The Okavango Diamond Company (ODC), a government-owned entity in Botswana, is poised to revolutionize its approach to selling precious stones in response to an impending surge in uncut diamonds. This change stems from a recent agreement inked between Botswana and diamond miner De Beers, which will elevate ODC’s share of rough diamonds from the Debswana joint venture to 50% over the next ten years, up from the current 25%.
Presently, ODC employs an auction system to sell a quarter of the gems extracted from the Debswana collaboration with De Beers.

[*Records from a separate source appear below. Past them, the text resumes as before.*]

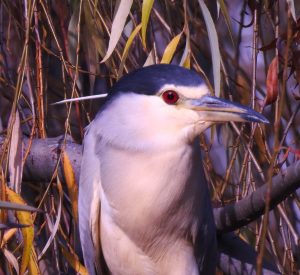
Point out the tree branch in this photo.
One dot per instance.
(44, 154)
(236, 215)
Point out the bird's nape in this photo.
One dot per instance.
(144, 205)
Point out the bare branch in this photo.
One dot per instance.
(43, 156)
(234, 216)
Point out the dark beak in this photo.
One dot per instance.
(215, 109)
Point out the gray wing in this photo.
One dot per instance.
(89, 206)
(206, 242)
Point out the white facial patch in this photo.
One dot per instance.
(191, 92)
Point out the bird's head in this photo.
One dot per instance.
(165, 105)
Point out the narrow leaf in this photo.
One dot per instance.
(11, 259)
(73, 261)
(127, 47)
(170, 49)
(224, 11)
(186, 56)
(71, 184)
(54, 228)
(118, 26)
(214, 46)
(17, 206)
(146, 10)
(27, 232)
(272, 82)
(16, 155)
(291, 6)
(150, 59)
(33, 266)
(11, 226)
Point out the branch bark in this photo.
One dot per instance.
(236, 215)
(44, 153)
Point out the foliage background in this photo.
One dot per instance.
(247, 51)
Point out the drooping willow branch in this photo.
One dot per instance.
(42, 159)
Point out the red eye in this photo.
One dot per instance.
(170, 97)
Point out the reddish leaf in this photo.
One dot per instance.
(272, 82)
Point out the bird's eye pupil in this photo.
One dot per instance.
(170, 97)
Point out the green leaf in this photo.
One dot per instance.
(127, 47)
(146, 10)
(118, 26)
(18, 207)
(214, 46)
(170, 49)
(27, 232)
(291, 5)
(224, 11)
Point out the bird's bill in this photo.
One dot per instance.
(215, 109)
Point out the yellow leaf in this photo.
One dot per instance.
(170, 49)
(127, 47)
(146, 10)
(73, 261)
(27, 232)
(33, 266)
(214, 46)
(71, 184)
(117, 26)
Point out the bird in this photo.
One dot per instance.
(144, 203)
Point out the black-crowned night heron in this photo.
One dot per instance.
(144, 205)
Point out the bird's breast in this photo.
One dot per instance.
(160, 189)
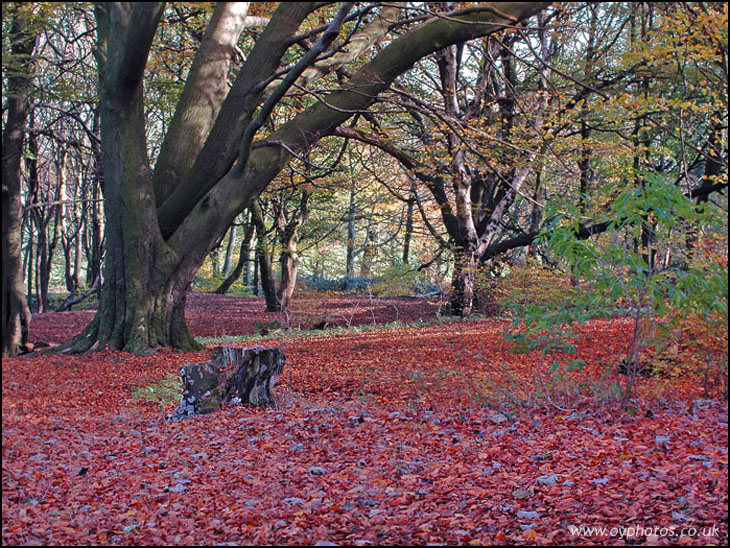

However, the evolving dynamics in the diamond industry, characterized by an uncertain economic outlook and heightened competition from lab-grown gems, have necessitated a strategic shift.
As ODC gears up for a more substantial influx of uncut diamonds, it recognizes the need to optimize its existing auction processes. Moreover, the company seeks to mitigate risks within its operations and accommodate diverse customer preferences by establishing alternative selling channels.
Mmetla Masire, Managing Director of ODC, communicated to Reuters via email that the current auctions must undergo optimization to align with changing market conditions. Furthermore, Masire emphasized the imperative of supporting other customers seeking alternative avenues for acquiring diamonds.
In this context, ODC envisions a new sales channel that would operate concurrently with its auction mechanism, creating a comprehensive strategy that adapts to the evolving diamond landscape while maintaining the company’s commitment to efficiency, risk management, and diverse customer engagement.